Critical access to quality care
Phone: (207) 288-5081
|May 02, 2012|
Many experts agree the most effective way to reduce the cost of health care is to reduce the demand for medical services altogether via wellness and disease prevention efforts.
Achieving those wellness improvements is one of the objectives of a new program Mount Desert Island Hospital is rolling out to identify those who are potentially at risk to develop diabetes and help those already afflicted better manage their care. The program will use the greater MDI community as a pilot and then later expand throughout Hancock and Washington counties.
MDI Hospital has received a three-year grant to lead a group of local agencies in the development and implementation of a patient-based program to identify those who may be at risk for diabetes and provide evidence-based methods on finding ways to improve their health. The nearly $450,000 grant from the Health Resources Services Administration, a division of the U.S. Department of Health and Human Services, will fund outreach and education programs specifically addressing members of the community who are at risk to develop diabetes or whose illness is not adequately managed.
“We do a good job of treating complications of diabetes on MDI. This grant gives us the opportunity to see that more of the community gets help with preventing the progression to diabetes before the devastating complications occur,” said Julian Kuffler, MD, the program’s medical director. “I am excited by the possibility of having an impact early in the course of an illness where the intervention will help make a healthier community.”
The program is based on research that indicates that people with blood sugar or glucose levels that are above normal, but not high enough to be considered diabetic, can prevent the onset of the disease through modest weight loss, healthy eating, and increased physical activity.
This new outreach program will expand upon existing diabetes self management training by addressing some of the obstacles to participation such as transportation, convenience, and readiness to change.

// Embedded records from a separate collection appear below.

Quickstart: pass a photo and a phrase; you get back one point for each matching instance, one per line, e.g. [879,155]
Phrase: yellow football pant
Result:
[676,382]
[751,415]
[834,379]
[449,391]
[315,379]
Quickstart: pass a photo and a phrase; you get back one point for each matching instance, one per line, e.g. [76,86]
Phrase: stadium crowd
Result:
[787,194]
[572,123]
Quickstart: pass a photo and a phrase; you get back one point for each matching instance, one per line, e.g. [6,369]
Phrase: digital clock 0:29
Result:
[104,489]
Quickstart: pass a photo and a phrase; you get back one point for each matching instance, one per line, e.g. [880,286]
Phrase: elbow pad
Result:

It will also bring resources to a larger, at-risk pre-diabetic population that has not been included in previous efforts.

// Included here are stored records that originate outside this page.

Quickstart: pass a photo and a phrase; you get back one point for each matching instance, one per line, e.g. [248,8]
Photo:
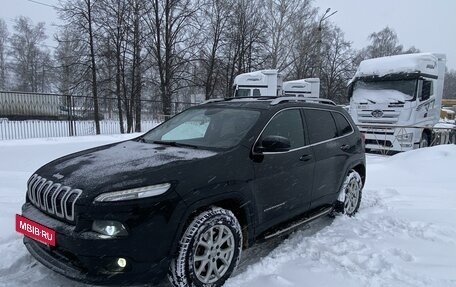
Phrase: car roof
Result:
[272,103]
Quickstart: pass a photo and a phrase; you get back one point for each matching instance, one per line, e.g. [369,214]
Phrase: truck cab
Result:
[258,83]
[307,88]
[396,100]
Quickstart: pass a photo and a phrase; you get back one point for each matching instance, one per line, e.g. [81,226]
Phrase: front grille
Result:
[52,198]
[384,143]
[387,117]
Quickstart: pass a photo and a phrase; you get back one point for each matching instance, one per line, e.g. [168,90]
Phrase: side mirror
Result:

To reach this larger audience with higher success rates, the program will train volunteer Community Health Care Workers (CHCW) who will be a patient’s guide to services and programs to improve their overall health and wellness. “If you’ve already discovered the benefits of modest lifestyle changes and are looking to give something back to your community, this is a great way to help others reach their health goals,” said Aimee Walls, RN, MDI Hospital’s director of care management.
This program will create a consortium between MDI Hospital, University of New England, Healthy Acadia and the Mount Desert Nursing Association. MDI Hospital’s Community Health Center in Southwest Harbor will be the home for the first medical team of the medical director, nurse care coordinators, and community health care workers. Healthy Acadia will take the lead in developing training programs to include motivational interviewing, self management skills, and health screening techniques. The Mount Desert Nursing Association will provide services to patients who require home visits. The University of New England’s Center for Community and Public Health will design and implement research initiatives to evaluate the effectiveness of the clinical programs.